William Harlow Reed was walking home from a successful antelope hunt during the summer of 1877 when he stumbled across several large fossil bones weathering out of a hillside near Como Station in southeastern Wyoming. At the time, Reed was employed as a section foreman by the Union Pacific Railroad, which meant he was charged with maintaining about ten miles of track. Although the proud frontiersman would later deny it, he did not at first recognize the gigantic bones he had found to be those of a dinosaur. He did, however, realize they might be important. And before long, he got an inkling they might also be worth a considerable sum of money. Just how much money would turn out to be a matter of contention, however.

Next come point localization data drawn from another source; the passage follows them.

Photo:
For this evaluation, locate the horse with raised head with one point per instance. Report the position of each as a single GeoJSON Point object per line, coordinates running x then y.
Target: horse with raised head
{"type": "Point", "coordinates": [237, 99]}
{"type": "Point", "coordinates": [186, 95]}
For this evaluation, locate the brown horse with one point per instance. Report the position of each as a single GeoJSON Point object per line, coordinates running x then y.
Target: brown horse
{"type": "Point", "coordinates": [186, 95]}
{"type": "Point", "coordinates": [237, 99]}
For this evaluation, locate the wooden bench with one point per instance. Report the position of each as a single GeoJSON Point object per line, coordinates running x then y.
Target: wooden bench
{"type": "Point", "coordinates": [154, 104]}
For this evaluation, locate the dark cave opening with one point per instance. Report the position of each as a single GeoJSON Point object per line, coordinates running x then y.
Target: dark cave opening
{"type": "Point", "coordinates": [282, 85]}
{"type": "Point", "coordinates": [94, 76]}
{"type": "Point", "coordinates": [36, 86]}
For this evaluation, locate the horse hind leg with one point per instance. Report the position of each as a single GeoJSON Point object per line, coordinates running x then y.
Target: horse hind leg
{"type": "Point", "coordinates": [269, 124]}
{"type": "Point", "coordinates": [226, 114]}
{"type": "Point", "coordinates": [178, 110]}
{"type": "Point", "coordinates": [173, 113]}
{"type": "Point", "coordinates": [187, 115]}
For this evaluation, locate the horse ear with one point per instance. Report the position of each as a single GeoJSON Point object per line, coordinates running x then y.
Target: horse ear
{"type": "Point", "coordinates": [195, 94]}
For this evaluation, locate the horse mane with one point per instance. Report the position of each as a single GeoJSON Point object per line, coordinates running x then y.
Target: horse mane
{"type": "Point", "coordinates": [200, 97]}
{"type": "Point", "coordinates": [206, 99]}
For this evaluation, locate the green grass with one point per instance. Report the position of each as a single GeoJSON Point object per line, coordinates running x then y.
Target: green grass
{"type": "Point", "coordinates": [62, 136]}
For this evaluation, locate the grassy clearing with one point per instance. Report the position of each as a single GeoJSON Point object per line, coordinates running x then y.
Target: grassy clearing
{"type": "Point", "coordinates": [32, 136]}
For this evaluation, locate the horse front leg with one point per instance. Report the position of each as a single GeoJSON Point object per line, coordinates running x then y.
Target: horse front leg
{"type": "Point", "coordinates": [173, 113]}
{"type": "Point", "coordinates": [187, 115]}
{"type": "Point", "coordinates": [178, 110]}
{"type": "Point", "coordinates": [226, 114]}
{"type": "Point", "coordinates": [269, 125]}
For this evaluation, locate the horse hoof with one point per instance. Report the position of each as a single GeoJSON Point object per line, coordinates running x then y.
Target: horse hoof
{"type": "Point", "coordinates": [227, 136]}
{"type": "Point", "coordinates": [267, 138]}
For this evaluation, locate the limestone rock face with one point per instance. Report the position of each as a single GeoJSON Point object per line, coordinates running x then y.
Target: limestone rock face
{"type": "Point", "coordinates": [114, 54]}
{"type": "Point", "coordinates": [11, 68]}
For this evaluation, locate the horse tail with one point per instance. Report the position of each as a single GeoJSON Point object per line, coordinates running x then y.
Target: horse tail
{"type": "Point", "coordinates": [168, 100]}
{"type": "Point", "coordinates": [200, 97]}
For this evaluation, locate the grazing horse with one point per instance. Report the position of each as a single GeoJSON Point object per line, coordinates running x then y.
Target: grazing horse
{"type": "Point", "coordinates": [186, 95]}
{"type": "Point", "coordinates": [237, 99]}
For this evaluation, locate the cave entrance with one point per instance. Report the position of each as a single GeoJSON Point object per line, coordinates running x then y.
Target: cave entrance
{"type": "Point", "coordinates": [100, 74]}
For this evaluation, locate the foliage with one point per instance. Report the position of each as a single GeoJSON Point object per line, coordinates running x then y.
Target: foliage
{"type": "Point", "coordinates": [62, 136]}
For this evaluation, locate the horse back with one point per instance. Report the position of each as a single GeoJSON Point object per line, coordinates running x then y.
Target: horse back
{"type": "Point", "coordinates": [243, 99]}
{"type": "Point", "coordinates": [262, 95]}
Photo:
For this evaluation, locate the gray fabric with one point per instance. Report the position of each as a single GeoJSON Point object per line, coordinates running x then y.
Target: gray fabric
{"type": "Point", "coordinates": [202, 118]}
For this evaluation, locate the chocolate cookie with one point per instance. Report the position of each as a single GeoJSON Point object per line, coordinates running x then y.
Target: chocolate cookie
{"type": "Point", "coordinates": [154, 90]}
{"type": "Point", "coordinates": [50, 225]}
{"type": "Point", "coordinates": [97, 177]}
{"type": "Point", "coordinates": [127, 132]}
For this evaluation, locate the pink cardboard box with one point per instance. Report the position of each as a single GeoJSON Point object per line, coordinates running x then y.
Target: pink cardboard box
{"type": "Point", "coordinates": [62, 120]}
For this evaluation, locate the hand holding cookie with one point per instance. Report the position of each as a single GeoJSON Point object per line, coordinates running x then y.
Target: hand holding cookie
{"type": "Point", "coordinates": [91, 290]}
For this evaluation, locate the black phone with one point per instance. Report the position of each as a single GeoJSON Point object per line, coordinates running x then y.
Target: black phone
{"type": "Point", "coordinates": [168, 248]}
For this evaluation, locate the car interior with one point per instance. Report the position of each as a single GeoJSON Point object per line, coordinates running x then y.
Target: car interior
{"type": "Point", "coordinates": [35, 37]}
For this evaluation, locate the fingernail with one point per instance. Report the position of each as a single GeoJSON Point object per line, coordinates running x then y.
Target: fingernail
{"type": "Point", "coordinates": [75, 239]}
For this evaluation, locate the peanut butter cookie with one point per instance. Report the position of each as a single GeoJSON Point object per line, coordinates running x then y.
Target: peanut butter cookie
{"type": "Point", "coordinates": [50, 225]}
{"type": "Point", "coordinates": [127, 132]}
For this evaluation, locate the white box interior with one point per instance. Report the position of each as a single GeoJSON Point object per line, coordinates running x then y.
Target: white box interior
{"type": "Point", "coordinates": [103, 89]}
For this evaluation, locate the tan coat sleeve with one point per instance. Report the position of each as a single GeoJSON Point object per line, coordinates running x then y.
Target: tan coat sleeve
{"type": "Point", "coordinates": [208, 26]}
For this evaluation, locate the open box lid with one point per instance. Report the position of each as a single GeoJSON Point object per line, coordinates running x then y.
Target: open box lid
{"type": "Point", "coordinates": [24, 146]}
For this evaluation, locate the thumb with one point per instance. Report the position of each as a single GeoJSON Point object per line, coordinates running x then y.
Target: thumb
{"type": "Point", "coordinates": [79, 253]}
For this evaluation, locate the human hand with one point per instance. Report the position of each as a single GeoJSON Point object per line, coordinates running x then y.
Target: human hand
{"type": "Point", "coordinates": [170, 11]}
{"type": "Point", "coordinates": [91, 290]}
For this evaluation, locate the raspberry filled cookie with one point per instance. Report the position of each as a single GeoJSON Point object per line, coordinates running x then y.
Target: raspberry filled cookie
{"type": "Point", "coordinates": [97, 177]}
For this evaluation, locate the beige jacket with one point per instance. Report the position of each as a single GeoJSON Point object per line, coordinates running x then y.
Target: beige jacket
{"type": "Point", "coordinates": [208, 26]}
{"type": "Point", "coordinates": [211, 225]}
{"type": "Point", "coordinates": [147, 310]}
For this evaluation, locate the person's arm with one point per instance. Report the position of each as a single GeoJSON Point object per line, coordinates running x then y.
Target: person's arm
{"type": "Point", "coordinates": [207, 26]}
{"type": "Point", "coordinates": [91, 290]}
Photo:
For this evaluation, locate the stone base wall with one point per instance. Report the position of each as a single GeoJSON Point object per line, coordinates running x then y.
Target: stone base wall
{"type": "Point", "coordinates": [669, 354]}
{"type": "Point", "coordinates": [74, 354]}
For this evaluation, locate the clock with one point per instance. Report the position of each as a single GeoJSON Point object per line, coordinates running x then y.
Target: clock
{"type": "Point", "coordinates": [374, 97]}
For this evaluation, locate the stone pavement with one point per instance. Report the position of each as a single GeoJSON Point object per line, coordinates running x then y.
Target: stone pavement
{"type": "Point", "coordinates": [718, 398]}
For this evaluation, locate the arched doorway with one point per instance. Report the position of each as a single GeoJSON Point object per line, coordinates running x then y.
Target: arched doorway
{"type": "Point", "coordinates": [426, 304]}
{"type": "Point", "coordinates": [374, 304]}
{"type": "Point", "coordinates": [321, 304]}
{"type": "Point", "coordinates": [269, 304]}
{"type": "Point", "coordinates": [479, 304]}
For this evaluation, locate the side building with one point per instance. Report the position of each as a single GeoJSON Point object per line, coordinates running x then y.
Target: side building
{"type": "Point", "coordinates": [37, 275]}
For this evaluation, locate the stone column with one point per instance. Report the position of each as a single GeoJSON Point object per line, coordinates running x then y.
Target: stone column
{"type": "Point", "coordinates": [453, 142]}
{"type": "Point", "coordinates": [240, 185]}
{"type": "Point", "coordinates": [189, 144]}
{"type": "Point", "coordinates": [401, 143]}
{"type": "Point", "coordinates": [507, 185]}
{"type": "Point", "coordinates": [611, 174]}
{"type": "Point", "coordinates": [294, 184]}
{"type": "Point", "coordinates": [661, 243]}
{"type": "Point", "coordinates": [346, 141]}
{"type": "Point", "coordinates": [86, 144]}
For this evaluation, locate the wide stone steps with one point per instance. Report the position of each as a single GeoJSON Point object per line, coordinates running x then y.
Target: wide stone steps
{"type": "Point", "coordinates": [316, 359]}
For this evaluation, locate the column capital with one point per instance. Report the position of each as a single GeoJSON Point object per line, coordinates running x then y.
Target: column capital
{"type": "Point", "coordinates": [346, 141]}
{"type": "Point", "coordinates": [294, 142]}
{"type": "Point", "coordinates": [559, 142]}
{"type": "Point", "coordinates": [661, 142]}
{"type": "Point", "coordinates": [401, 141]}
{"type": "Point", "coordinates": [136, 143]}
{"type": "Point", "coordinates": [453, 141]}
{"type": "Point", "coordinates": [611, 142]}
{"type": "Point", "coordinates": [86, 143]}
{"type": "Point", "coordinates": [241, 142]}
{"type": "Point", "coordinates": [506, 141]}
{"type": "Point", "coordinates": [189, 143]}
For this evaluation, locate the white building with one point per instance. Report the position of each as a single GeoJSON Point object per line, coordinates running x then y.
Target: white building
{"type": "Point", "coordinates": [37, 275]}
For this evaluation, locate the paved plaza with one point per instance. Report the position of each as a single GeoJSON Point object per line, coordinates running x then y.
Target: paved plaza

A few weeks later, Reed shared his discovery with the stationmaster at Como, William E. Carlin, and the two men decided to sell the bones. They contacted the noted American paleontologist Othniel Charles Marsh, who had visited Como Station several years earlier to collect specimens of a curious salamander that locals referred to as the “fish with legs.” In their initial letter to Marsh, Carlin and Reed made it clear they were principally after money. “We are desirous of disposing of what fossils we have and also the secret of the others,” they wrote, explaining, “We are working men and not able to present them as a gift, and if we can sell the secret of the fossil bed, and procure work in excavating others we would like to do so.”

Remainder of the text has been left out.